Can you get there by stitching together best-of-breed stuff?

I don't think you can because, by its very nature, best-of-breeds do one thing well. So therefore it's a point solution. So therefore I have to constantly be translating between each one of those instead of looking at a unified security solution that does what it's supposed to do as soon as a virtual machine is spun up. Right? IP addresses are really a bad way of binding security information to a web server running the credit card app-15 . It's a really bad way to do it because it's so abstract.

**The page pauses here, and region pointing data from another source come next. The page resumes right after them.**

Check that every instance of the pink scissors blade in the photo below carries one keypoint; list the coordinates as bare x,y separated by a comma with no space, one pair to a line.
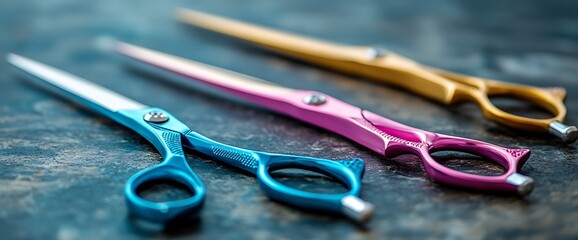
382,135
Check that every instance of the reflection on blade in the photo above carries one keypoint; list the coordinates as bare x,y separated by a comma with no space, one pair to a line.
213,75
73,84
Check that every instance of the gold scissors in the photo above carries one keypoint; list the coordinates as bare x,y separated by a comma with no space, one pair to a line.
381,65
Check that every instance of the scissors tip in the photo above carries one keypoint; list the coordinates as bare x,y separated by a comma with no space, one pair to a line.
106,43
568,134
357,209
524,185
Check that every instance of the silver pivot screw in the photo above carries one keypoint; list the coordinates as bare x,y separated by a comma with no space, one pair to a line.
156,117
314,99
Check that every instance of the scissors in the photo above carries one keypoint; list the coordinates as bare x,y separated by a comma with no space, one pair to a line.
382,135
381,65
168,135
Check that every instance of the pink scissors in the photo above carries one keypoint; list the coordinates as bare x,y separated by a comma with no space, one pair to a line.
382,135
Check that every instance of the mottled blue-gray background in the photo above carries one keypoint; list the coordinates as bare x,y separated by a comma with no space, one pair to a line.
62,167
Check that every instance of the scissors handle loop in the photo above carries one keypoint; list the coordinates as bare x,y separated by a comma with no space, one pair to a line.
405,139
348,172
158,126
550,99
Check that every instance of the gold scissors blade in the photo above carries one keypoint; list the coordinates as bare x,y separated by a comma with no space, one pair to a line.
380,65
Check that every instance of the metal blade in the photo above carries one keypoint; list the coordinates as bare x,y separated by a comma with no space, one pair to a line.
77,86
208,74
293,45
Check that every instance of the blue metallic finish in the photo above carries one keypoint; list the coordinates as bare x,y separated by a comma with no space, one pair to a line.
166,137
349,172
171,135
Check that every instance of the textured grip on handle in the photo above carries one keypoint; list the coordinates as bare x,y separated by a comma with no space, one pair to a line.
243,158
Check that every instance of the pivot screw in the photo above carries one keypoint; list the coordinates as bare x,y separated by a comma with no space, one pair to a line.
314,99
156,117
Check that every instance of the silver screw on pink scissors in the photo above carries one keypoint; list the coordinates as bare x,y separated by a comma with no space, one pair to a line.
382,135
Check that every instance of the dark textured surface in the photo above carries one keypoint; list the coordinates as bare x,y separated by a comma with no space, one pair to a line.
63,168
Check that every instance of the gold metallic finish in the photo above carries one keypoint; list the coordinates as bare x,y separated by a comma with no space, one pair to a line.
381,65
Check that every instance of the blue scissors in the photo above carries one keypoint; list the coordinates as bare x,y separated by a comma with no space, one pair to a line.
169,135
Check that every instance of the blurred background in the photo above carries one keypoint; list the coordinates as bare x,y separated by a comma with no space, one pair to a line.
62,168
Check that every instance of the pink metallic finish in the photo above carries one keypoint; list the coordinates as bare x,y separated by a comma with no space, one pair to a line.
378,133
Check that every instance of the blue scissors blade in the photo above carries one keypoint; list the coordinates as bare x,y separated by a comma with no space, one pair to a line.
87,92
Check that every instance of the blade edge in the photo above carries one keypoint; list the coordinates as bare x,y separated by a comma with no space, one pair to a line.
75,85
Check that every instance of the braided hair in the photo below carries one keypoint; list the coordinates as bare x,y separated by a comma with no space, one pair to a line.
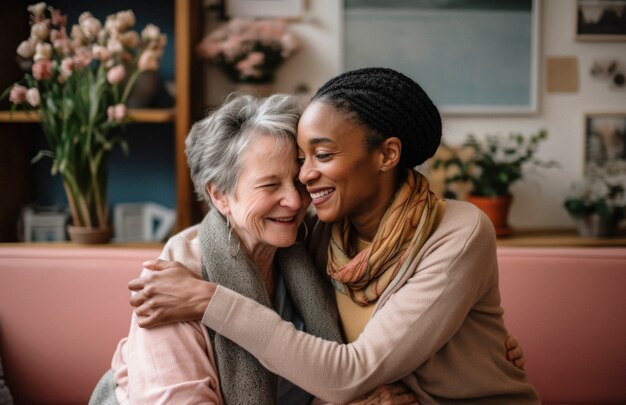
387,103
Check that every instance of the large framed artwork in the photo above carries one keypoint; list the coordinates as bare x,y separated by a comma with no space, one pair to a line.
605,141
264,8
600,20
471,57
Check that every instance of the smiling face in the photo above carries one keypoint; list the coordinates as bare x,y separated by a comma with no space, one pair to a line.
268,203
344,179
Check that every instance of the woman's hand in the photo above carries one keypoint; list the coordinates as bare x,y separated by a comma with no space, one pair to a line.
514,352
172,294
396,393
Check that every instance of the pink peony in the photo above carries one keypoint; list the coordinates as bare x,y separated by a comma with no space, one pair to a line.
116,74
42,69
32,97
18,94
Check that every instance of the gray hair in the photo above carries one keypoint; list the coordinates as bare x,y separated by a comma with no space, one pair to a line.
216,143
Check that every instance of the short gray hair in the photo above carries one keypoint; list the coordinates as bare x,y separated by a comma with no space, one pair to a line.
215,144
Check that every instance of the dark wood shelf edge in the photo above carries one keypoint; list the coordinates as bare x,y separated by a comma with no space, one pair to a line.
137,115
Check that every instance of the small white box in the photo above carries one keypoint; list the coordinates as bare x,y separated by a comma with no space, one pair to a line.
142,222
44,223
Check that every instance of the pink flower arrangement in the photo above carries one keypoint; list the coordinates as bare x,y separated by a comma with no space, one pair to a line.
79,80
249,50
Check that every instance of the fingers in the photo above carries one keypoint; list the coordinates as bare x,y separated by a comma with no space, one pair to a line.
136,284
159,264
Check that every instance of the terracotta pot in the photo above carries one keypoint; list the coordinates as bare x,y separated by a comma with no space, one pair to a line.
497,209
88,235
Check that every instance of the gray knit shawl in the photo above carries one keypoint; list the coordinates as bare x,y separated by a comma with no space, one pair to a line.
243,379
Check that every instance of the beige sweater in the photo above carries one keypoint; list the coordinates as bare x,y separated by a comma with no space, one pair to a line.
440,329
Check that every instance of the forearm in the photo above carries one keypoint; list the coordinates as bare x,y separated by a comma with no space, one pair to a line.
389,349
173,363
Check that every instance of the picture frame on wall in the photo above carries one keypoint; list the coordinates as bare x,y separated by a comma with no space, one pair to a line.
289,9
491,69
605,141
600,20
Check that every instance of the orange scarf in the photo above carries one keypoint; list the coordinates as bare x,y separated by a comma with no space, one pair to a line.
406,225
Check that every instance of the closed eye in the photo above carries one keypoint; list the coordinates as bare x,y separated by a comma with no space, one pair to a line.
323,156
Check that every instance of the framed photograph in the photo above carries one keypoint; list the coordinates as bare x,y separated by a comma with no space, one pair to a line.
291,9
601,20
471,57
605,141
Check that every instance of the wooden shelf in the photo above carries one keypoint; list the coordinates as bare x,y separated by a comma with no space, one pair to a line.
558,238
143,115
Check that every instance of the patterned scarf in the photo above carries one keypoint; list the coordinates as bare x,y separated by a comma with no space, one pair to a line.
407,224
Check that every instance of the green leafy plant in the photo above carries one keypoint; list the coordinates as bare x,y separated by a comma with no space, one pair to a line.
597,193
492,165
78,83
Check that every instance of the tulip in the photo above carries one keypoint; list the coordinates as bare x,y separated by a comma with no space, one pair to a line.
124,20
116,112
40,30
67,67
116,74
43,51
18,94
151,32
149,60
37,9
32,97
42,69
26,49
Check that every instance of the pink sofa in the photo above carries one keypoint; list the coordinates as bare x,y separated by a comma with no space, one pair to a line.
63,310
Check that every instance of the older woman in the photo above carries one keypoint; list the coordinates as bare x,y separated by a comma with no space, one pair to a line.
243,160
415,277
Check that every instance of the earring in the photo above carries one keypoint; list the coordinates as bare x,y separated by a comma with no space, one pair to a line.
231,248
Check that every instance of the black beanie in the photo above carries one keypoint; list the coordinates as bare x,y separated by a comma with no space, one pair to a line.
389,104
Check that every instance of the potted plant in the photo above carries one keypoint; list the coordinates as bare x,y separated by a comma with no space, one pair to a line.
489,167
597,202
249,51
78,82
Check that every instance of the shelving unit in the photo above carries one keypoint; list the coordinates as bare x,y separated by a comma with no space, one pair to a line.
187,24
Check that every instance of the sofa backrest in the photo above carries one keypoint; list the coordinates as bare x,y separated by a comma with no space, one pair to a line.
567,306
62,312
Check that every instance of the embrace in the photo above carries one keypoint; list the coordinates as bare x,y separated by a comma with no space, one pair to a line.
379,293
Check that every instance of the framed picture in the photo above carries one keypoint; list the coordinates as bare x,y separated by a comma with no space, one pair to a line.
471,57
601,20
291,9
605,141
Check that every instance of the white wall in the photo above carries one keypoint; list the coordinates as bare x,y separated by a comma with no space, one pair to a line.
539,197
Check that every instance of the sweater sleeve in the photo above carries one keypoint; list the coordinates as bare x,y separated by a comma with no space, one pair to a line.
413,324
171,364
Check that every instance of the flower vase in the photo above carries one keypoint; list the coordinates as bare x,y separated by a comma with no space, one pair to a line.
497,209
255,89
89,235
86,192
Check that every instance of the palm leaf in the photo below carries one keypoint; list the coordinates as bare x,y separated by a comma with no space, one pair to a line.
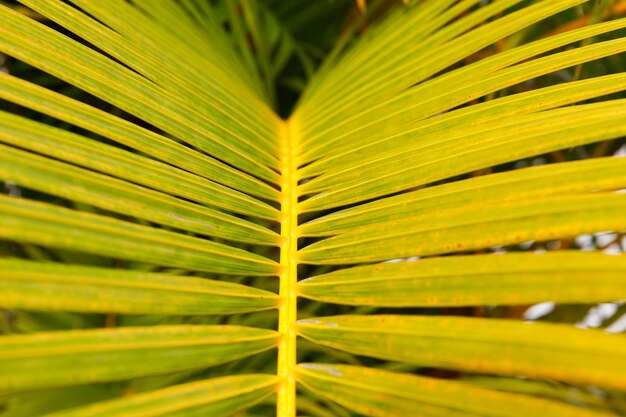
151,167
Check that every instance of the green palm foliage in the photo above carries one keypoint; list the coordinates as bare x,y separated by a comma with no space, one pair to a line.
170,245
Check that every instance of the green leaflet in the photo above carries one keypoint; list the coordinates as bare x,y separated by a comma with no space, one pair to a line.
396,117
436,158
378,393
217,397
216,103
473,228
576,177
427,63
57,287
70,147
28,221
509,279
531,349
77,357
64,180
129,134
93,72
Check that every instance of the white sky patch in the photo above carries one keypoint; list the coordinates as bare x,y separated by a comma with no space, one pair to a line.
539,310
596,315
618,326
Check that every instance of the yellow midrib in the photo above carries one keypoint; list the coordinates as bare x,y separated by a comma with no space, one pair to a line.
287,313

It's like using your telephone address book backwards. "I want to call Bob. Oh, he's in 831. Oh, his exchange is 478. OK. Oh, there's Bob. Call Bob." No. I call Bob. I don't even know Bob's number anymore. But when I'm doing network security, if I can't bind the event to a specific virtual machine logically associated with an app through a policy container like a TrustZone, I don't have a consolidated view. I've just got a bunch of events that I have to constantly correlate between.

But there have been so many efforts over the years to make all the security tools work better together. Why does your approach stand a better chance?

I think the lynchpin that makes it possible today is this idea that for the entire lifecycle of a workload I can, through the virtual infrastructure, know network-based attributes that are relevant to my security controls in a way that I've never been able to do before. When I ping an IP address I can tell whether it's up or down. If I want to verify that it's still connected to an application that it was a week ago, that's actually a harder problem. But when I'm looking at it from the virtual infrastructure I know that it's VM-25 App-3 every time. And I know its IP address, which switch it's on, that it's protected by a firewall, and I know it was scanned. As a matter of fact, the scanner changes the IP address when the IP address changes to make sure that it scans the correct asset. You can't do that with the point solutions.